Just more change we can’t believe in. The Obama Administration enables the cult of militarization to spread with the Boy Kings aspirational ‘bi-partisanship.’ He agreed to CIA’s self-promoting exponential increase in drone strikes in Pakistan which have polarized Pakistani politics. In return for negligible effect on the Taliban and al-Qaeda. Or Agencycontractors shooting Pakistanis in politically volatile Lahore. (Everyone in this town was calling Davis a CIA contractor weeks ago, so the current press bubble is either shameful or a sham). McChrystal did propose a decoration for restraint which followed him out the door. Meanwhile, NSA and Cyber Command want more pervasive control over private sector networks and ‘kill switch’ legislative moves through Congress.
What’s perverse about Obama? While he bestows bipartisan gloss on militarization (he has his own Challenge Coin, after all), he’s utterly incapable of applying that ethos to defend his base or rebuff those bent on his political extinction. America has Internet connects. We have Facebook. We have Twitter. If these tools are truly transformational, one would think Americans would self organize and take a stand against plutocratic/oligarchical oppression, wealth transfer and a downward spiral from middle class to the disenfranchised, interchangeable, atomized poor. Apparently Facebook, Twitter and the like don’t work for sheep.
dilbert dogbert says
Treasury struck one for Paulson.
Dr Leo Strauss says
Pakistani imaginations running wild.
http://www.wired.com/dangerroom/2011/02/cia-spy-sparks-conspiracy-palooza/
Comment says
Just a guess – the SUV thing was what made it such a tough case. There have been complaints in the past of cavalier traffic conduct in Pak and elsewhere. But who knows.
Dr Leo Strauss says
The masks are coming off. ISI official demands full Agency disclosure of station personnel.
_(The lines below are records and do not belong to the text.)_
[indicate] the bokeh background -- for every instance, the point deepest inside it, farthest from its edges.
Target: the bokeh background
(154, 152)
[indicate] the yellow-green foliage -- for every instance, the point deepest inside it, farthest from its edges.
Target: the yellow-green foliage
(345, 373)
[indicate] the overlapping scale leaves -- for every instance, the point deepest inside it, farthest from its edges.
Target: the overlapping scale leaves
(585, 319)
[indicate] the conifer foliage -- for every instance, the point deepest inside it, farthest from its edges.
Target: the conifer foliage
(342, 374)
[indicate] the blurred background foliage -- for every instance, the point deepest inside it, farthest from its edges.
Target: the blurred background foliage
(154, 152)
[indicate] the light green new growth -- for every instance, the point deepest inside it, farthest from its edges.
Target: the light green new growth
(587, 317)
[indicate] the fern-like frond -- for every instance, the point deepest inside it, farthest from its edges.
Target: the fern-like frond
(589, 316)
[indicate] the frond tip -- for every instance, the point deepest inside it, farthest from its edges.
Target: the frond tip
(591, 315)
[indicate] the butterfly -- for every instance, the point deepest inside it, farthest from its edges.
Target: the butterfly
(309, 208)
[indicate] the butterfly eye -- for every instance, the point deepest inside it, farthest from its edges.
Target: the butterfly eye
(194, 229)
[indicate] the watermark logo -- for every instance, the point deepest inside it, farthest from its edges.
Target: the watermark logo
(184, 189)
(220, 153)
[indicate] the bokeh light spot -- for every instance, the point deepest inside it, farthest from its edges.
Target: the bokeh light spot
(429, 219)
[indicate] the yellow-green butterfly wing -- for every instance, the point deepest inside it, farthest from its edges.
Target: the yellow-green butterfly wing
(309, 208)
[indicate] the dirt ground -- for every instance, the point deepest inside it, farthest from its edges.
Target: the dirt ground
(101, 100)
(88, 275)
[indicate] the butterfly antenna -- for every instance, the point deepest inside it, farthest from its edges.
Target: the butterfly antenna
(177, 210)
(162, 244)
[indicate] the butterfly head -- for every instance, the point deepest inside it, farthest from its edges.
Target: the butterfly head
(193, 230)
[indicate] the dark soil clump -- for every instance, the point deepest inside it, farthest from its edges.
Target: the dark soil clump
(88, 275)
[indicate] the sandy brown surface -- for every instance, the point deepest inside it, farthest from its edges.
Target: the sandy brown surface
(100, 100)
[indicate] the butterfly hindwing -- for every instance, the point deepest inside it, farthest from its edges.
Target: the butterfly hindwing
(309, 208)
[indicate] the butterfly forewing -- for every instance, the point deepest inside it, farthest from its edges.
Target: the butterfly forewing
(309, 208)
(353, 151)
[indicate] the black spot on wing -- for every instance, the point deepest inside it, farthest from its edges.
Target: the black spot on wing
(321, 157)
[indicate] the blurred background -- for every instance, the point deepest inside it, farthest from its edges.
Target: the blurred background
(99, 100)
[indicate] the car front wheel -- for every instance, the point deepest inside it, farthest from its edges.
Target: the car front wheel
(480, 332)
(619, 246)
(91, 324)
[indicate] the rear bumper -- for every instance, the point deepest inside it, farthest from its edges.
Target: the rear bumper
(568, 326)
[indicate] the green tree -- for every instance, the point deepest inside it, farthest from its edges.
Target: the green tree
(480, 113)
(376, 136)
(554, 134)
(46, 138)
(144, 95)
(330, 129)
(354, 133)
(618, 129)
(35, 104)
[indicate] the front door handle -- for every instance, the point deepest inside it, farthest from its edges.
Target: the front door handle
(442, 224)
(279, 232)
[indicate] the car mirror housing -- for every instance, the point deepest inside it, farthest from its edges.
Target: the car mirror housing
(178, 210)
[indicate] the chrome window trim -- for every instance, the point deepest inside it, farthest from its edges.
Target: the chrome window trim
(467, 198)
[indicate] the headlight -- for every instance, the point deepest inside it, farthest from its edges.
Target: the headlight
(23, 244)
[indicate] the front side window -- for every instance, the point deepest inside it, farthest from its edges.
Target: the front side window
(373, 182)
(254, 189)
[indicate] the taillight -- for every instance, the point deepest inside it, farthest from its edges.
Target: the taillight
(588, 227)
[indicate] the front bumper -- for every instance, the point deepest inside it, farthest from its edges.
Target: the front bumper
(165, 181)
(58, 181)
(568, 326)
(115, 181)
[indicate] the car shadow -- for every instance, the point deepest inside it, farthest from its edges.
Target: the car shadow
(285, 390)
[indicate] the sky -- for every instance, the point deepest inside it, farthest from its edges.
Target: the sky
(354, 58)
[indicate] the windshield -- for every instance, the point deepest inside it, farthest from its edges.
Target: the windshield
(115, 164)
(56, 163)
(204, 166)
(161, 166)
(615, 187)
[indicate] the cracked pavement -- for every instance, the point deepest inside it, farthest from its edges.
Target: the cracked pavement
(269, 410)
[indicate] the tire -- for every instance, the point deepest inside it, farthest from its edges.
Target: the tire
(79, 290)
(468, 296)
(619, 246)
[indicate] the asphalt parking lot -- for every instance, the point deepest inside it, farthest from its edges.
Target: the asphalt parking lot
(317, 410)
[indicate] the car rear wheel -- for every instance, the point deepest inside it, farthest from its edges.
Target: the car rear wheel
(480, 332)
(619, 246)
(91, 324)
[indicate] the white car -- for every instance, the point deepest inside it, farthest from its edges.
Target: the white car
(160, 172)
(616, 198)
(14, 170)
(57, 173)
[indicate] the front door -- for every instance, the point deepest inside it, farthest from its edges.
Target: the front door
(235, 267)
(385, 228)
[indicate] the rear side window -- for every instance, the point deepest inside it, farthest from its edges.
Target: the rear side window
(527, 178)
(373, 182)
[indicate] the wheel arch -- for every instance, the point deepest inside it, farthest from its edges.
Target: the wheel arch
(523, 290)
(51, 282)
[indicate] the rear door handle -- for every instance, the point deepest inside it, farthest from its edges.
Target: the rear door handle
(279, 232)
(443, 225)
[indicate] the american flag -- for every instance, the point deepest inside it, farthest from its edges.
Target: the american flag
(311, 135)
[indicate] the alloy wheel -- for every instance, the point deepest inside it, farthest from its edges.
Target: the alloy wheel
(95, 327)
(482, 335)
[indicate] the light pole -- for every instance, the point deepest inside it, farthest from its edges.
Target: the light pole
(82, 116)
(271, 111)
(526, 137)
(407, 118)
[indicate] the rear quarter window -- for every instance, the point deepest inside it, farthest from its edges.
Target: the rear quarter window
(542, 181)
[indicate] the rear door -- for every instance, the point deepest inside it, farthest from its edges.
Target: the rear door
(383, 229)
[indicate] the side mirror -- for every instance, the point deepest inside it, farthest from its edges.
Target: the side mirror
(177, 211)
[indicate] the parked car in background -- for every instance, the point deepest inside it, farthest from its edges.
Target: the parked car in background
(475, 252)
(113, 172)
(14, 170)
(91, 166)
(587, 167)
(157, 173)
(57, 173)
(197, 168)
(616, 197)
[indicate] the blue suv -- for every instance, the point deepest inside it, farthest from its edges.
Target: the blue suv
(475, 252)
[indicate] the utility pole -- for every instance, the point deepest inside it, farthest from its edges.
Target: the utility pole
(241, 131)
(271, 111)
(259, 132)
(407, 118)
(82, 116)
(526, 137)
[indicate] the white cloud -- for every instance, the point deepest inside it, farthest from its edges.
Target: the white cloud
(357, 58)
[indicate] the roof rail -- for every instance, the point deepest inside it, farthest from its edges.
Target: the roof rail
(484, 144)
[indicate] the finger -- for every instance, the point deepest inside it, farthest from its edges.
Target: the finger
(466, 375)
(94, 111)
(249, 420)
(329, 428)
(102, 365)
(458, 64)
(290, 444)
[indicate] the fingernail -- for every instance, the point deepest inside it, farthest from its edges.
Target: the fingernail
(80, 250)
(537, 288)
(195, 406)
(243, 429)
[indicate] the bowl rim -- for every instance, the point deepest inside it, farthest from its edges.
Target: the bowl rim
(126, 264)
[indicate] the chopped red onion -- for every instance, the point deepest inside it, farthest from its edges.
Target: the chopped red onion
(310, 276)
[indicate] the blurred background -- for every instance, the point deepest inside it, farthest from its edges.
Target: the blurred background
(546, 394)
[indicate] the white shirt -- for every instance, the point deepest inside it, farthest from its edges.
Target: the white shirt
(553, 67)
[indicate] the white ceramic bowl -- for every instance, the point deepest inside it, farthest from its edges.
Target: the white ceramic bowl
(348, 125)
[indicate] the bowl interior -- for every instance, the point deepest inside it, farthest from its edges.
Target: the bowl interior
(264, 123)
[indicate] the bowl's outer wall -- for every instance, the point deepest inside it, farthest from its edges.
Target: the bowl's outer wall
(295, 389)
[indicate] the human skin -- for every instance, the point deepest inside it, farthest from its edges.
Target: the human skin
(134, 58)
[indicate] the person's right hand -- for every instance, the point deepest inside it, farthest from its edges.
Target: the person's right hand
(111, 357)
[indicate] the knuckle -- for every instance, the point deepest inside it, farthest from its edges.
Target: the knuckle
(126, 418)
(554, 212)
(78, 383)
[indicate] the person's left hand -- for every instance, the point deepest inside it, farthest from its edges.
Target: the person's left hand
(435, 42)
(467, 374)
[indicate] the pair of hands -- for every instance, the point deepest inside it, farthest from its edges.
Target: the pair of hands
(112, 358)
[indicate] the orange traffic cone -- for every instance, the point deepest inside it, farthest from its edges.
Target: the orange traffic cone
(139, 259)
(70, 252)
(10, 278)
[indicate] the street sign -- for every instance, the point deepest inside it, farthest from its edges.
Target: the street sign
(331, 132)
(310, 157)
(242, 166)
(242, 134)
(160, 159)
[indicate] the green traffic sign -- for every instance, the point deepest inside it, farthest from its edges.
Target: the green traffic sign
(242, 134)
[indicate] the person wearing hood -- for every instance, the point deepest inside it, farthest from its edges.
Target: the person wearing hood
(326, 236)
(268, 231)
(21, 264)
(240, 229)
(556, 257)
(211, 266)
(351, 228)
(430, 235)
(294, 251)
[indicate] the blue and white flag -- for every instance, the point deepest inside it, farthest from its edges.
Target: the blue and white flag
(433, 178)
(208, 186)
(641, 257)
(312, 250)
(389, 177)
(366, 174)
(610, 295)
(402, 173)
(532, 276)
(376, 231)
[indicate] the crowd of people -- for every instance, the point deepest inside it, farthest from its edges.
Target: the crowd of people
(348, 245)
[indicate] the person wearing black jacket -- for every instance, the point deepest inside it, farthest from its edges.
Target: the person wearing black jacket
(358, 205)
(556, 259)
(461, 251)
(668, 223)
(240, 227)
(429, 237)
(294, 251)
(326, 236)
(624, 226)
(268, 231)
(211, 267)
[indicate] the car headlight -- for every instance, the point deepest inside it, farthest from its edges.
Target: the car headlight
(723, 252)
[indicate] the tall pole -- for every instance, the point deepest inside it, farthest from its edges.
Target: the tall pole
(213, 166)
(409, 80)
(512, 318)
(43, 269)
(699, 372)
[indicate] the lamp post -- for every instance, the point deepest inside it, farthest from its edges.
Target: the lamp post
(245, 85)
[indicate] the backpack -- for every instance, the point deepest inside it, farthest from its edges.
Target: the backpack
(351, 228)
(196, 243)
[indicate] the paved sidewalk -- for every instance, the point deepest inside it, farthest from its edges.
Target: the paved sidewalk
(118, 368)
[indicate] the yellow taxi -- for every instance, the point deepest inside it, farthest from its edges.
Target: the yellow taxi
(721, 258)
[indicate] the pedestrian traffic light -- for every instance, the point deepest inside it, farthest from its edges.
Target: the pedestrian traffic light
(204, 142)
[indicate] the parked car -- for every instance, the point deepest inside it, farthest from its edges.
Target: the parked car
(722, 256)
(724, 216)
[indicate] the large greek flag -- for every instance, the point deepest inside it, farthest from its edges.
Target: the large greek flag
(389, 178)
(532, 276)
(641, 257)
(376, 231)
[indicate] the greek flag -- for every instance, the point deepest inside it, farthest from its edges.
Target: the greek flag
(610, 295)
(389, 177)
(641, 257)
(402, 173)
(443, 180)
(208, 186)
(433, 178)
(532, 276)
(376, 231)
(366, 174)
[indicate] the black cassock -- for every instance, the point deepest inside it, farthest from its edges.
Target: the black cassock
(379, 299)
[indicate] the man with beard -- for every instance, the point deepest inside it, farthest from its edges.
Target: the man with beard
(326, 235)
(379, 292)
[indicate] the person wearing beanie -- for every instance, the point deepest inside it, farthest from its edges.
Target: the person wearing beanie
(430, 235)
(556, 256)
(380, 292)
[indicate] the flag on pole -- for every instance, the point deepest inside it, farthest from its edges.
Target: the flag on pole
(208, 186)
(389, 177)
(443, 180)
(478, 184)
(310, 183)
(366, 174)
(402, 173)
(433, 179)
http://news.yahoo.com/s/nm/20110224/ts_nm/us_pakistan_usa_isi
Dr Leo Strauss says
@Tbilisi
Agree with you and Col. Lang’s overall summation. The ISI’s (or factions thereof) motivations as well those of the judiciary system in Lahore come into play. We agree the weak central gov’t and military would just as soon resolve the issue.
Davis’ incarceration and U.S. invoking immunity now makes this far more than about Davis. Or even the U.S. Most nations use official cover extensively for officers (or in this case, sadly, contractors assigned to protect officers) overseas. (The Russians and others are more adept at illegals, last year’s roll up aside). Over half of the U.S. Embassy in Baghdad are officers under official cover (or the pretense), for example.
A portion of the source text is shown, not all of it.